Maybe you remember our Mexican party where Rod came, inspired by one of the pictures in club, with his private parts covered with a sombrero. Yesterday he showed me that he asked dad (Echo Douglas), to make him a new profile picture. At first I was thinking that it was made on our beach and that dad trying out the shadow options. But a second look showed me that it was not and Rod told me that it was made in dad's studio.
"You Can Leave Your Hat On" is a song written by Randy Newman and appearing on his 1972 album Sail Away. It was made famous by Joe Cocker when featured in the 1986 Adrian Lyne film 9½ Weeks during the famous striptease scene. It first appeared on his album from that year titled Cocker.

In the lyrics, the singer is addressing a sexual partner as he/she disrobes as a prelude to a sexual encounter, perhaps in a striptease fashion. The vocalist in most recordings of the song is male, and is presumably addressing a female, due to the lyrics "Take off your dress." There are exceptions, for example Etta James did a cover version; in her version the line "Take off your dress" is modified.

American country music singer Ty Herndon covered the song on his 1999 album, Steam. Herndon's version reached #70 on the Billboard Hot Country Singles & Tracks chart from unsolicited airplay and was included on his 2002 compilation, This Is Ty Herndon: Greatest Hits. Michael Grimm performed this song on the fifth season of America's Got Talent during the semifinals.

Tom Jones performed a version of the song on the sound track of The Full Monty film released in 1997.

"Keep it under your hat", meaning: Keep it secret.
On first hearing this seems a rather strange phrase. Why should people put anything under their hats and, even if they were to, why would that be associated with secrecy? The speculation is that putting an item under one's hat would be a way of hiding it. Such trickery is recorded, as in the collection of stories, published as The Adventurer, 1793:

"By a sudden stroke of conjuration, a great quantity of gold might be conveyed under his hat."

The most commonly repeated speculation on the 'hiding under one's hat' theory of the origin of this expression is that English archers in mediaeval times used to store spare bowstrings under their hats to keep them dry. Let's just get that out of the way. Firstly, keeping dry isn't keeping secret, so even if archers did store strings that way, and there's no evidence that they did, where is the connection to the phrase's meaning? Secondly, and it would have been kinder to put this first as it entirely dismisses the archer tale, the phrase isn't known in English until the 19th century - so much for a mediaeval origin.

It is much more likely that there's no direct link to hats at all and that 'keep it under your hat' just meant 'keep it in your head'. That's the meaning alluded to in the earliest citations of the phrase in print.
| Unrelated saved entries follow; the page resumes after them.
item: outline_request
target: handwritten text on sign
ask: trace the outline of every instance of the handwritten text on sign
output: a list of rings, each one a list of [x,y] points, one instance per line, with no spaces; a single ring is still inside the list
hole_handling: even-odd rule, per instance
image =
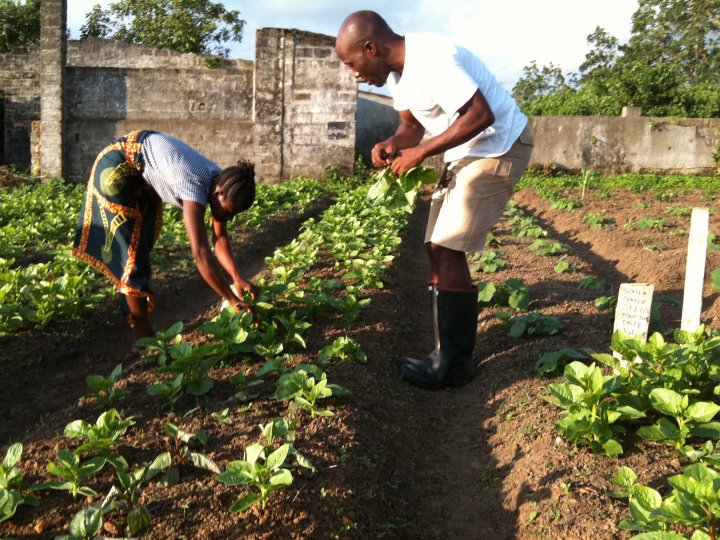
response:
[[[647,283],[620,285],[613,332],[622,330],[632,337],[647,339],[653,288],[653,285]]]

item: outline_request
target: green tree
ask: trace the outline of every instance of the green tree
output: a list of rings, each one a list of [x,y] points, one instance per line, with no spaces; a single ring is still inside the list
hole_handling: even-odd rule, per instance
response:
[[[567,88],[567,84],[560,67],[551,62],[549,66],[538,68],[533,60],[523,68],[523,74],[513,88],[513,95],[518,101],[527,103],[564,88]]]
[[[81,39],[106,37],[181,52],[227,57],[230,41],[242,40],[245,21],[237,10],[203,0],[118,0],[86,15]]]
[[[0,0],[0,53],[40,41],[40,0]]]
[[[587,42],[567,86],[554,88],[557,66],[525,68],[513,89],[523,110],[617,115],[633,105],[649,116],[720,116],[720,0],[639,0],[626,44],[600,27]]]

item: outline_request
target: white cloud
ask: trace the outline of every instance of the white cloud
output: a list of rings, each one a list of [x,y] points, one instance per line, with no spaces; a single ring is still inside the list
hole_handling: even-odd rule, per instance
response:
[[[68,27],[77,38],[92,6],[111,0],[71,0]],[[358,9],[378,11],[400,33],[438,31],[464,44],[487,64],[508,89],[522,68],[535,60],[563,71],[577,71],[587,52],[586,37],[602,26],[621,42],[630,36],[637,0],[226,0],[246,20],[243,42],[231,55],[255,56],[255,31],[297,28],[335,35],[343,19]]]

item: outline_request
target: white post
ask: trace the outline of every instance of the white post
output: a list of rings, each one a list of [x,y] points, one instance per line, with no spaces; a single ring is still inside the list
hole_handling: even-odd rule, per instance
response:
[[[700,326],[709,221],[710,212],[707,208],[693,208],[680,322],[680,329],[688,332],[694,332]]]

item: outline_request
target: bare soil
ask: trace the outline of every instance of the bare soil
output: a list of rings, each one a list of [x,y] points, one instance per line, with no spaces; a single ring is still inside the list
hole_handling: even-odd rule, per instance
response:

The oldest of such that I can find is in Charlotte Mary Yonge's novel, Nuttie's Father, 1885.

"Alice Egremont's loving and unsuspecting heart was so entirely closed against evil thoughts of her husband... while Nuttie, being essentially of a far more shrewd and less confiding nature, was taking in all these revelations... It was all under her hat, however, and the elder ladies never thought of her, Alice bringing back the conversation to Mrs. Houghton herself."

The same meaning is evident in Anthony Trollope's What I Remember, 1887–89:

"The man whose estate lies under his hat need never tremble before the frowns of fortune."